Sampling sites were chosen to reflect significant differences in tree density (Tab. 1). Two even-aged pine stands planted at different spacing using native local provenances were selected. Light low thinnings, based on removal of suppressed and intermediate trees, have been occasionally carried out in both stands as well as across the whole pinewood. Both stands are characterized by a dominant and monospecific canopy layer of P. pinaster, with a widespread understory of Quercus ilex L., Q. suber L., Fraxinus ornus L., and other typical broadleaf maquis shrubs (Phillirea spp., Arbutus unedo L., Pistacia lentiscus L., Myrtus communis L.).

Sampling and tree-ring data

In each stand, two cores per tree were extracted at breast height from dominant trees using a 5-mm-diameter increment borer (Tab. 1). Extracted cores were mounted on wooden supports, air dried, and sanded with progressively finer sandpaper (200P and 600P) to make tree ring boundaries clearly visible under magnification. Earlywood (EW) and latewood (LW) widths were measured at a precision of 0.01 mm by a computer-linked mechanical platform under a stereoscope, and total ring (RW) widths were calculated as the sum of the two measurements for each ring. The earlywood/latewood transition was visually identified by a detectable changing in cell wall thickness, resulting in a band of darker cells.

Each ring width series was first visually checked and then statistically verified for cross-dating and measurement errors using the dendrochronology program library “dplR” developed for the R^® package by Bunn ([8]). Mean chronologies were truncated at a minimum sample size of < 5 series.

Chronology computation and data analysis

To remove age-related growth trends and competition effects, a one-step detrending was applied to each individual series, using the packages dplR ([7]). A smoothing cubic spline curve with a 50 % frequency cut-off and response period of 30 years was fitted to each individual ring-width series. The indexes were calculated as ratios between the actual and fitted values. The index values were then pre-whitened using an autoregressive model selected on the basis of the minimum Akaike Information Criterion (AIC) and combined across all series using a bi-weight robust estimation of the mean to exclude the influence of the outliers ([14]). The first-order serial autocorrelation (AC1) was used to detect the persistence retained after the standardization. The signal strength of the tree-ring series was assessed using both the mean interseries correlation between all series from different trees (rbar.bt) and the expressed population signal (EPS), which is commonly adopted as a criterion for assessing the reliability of chronologies ([44]).

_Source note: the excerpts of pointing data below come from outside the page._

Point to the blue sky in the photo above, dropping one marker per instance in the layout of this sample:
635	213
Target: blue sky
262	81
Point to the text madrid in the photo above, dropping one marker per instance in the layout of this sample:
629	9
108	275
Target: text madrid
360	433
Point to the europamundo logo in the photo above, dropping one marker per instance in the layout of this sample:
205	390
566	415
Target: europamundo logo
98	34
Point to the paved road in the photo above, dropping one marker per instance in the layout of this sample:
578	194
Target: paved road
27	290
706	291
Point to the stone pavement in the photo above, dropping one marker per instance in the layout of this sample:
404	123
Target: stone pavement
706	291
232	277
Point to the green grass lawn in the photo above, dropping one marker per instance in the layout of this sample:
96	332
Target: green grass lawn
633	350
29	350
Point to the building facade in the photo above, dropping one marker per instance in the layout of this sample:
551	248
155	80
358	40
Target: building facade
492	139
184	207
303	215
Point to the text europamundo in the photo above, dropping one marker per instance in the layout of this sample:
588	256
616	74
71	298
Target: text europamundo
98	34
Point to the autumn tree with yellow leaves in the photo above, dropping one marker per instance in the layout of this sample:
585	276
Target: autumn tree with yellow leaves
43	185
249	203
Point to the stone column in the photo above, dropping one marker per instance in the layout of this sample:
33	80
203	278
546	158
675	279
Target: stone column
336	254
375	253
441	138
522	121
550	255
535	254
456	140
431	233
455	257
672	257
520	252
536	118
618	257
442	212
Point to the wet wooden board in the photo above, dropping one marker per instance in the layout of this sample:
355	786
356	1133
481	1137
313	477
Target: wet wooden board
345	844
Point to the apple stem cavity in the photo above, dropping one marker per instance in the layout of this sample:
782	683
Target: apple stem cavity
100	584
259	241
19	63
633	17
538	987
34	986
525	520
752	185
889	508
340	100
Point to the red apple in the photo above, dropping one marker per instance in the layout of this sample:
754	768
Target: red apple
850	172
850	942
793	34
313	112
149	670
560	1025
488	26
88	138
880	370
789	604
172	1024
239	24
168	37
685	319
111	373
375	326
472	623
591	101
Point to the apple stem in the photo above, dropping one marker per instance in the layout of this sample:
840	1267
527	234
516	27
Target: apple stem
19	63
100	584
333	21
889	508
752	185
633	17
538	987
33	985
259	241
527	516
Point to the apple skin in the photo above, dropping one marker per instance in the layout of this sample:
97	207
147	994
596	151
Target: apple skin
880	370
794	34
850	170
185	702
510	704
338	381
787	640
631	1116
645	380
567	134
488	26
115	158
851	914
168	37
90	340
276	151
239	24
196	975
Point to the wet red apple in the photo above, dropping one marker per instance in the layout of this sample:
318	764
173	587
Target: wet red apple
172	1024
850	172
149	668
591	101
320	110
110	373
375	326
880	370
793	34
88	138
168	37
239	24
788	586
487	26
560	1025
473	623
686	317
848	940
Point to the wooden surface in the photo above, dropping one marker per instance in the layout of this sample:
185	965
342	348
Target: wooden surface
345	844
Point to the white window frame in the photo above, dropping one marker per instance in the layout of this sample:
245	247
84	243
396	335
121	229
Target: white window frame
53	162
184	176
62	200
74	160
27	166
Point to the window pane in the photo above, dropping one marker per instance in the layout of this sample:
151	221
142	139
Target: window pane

To explore common growth patterns between stand types we expressed the characteristics of our time series in the frequency domain. In this case, the spectral density was estimated by a smoothed periodogram using a fast Fourier transform ([23]), which yielded an estimate of the common variance associated with cycles at each frequency.

Climate-growth relationships

Due to the lack of representative meteorological data for the whole period covered by our chronologies, datasets from the Climate Research Unit (CRU, University of East Anglia, UK) were used to obtain mean monthly maximum temperatures and precipitation for the period 1951-2009 and the Palmer drought severity index (PDSI) for the period 1951-2002 (CRU self-calibrating PDSI), gridded on a 0.5 × 0.5 degree network. The chosen climate data, corresponding to the closest grid point to the geographical area in which the pinewood is located, were taken from the website of the Royal Netherlands Meteorological Institute (⇒ http:/­/­climexp.­knmi.­nl/­).

The PDSI uses air temperature, accumulated rainfall and field water-holding capacity to compute a standardized measure of soil moisture ranging from -6 to 6, the limits of which correspond to extremely dry and extremely wet soil conditions, respectively ([17]).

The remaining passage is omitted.